Sadness persists in me.
Like it is an uncharted organ.
Bicycling does much to diminish it.
Photo albums tend to intensify it.
Blueberries on my morning yogurt
signify I have a taste for blueberries.
There are days sadness
pulls me deeper inside myself.
Other days it pushes me
outside my skin.
Drinking shrinks it briefly
then expands it to galactic dimensions.
As sad experiences add up
I do my best to relabel them neutrally.
There is something about driving long distances
that vibrates sadness out of my pores
to steadily drip on the pavement
of the interstate highways I traverse.
I once tried the nomad lifestyle
because of this fact
but ran out of novel roads to drive
at Neah Bay with a view of Waadah Island.
I threw nine amens and hale-Mary’d
my St. Christopher medallion into the ocean
where the Strait of Juan de Fuca meets the sea
trusting that would pacify my sadness.
It did not. My sadness suggested
we head back to Albuquerque
and the surrounding desert
since the green chile harvest started that week.

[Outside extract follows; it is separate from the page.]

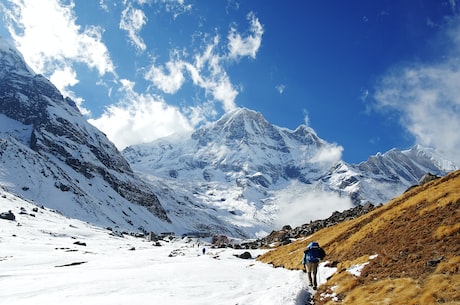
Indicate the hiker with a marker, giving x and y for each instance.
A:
(311, 257)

copyright © 2021 Kenneth P. Gurney
Twenty-seven years gone
but my dog is young again
riding shotgun in the car
with her nose pressed
to the crack in the window.
Speed generated wind
brings her a thousand stories
as the great plains
rise gently toward the Rockies
and the forest trails we once walked.
For old times sake
I pull off the highway
for a quarter pounder
and buy her a cheeseburger
that she’ll consume in one bite.
Eventually I park the car
at a trailhead on the Spanish Peaks.
Even her golden ghost refuses
to jump out the open door and walk
the trail up to where the thunder gods hangout.
copyright © 2020 Kenneth P. Gurney
My driver’s name is my name.
Chauffeur and passenger simultaneously.
Sometimes while in conversation with myself,
I become misplaced on a highway
that is not my destination’s highway.
Somedays, the highways know best
where I am truly headed.
On those somedays, I ask myself
Where are we headed?
I never know, but I trust the highway
like it is a black asphalt angel.
In the upper midwest, it is a grey concrete angel.
In the desert southwest, it can be a red clay angel.
In April, the highway took me
all the way to Appomattox, Virginia.
I guess I needed a beginning to an end.
Reasonable terms for the cessation of hostilities.
The highway just informed me
it is time for me to end my divided war.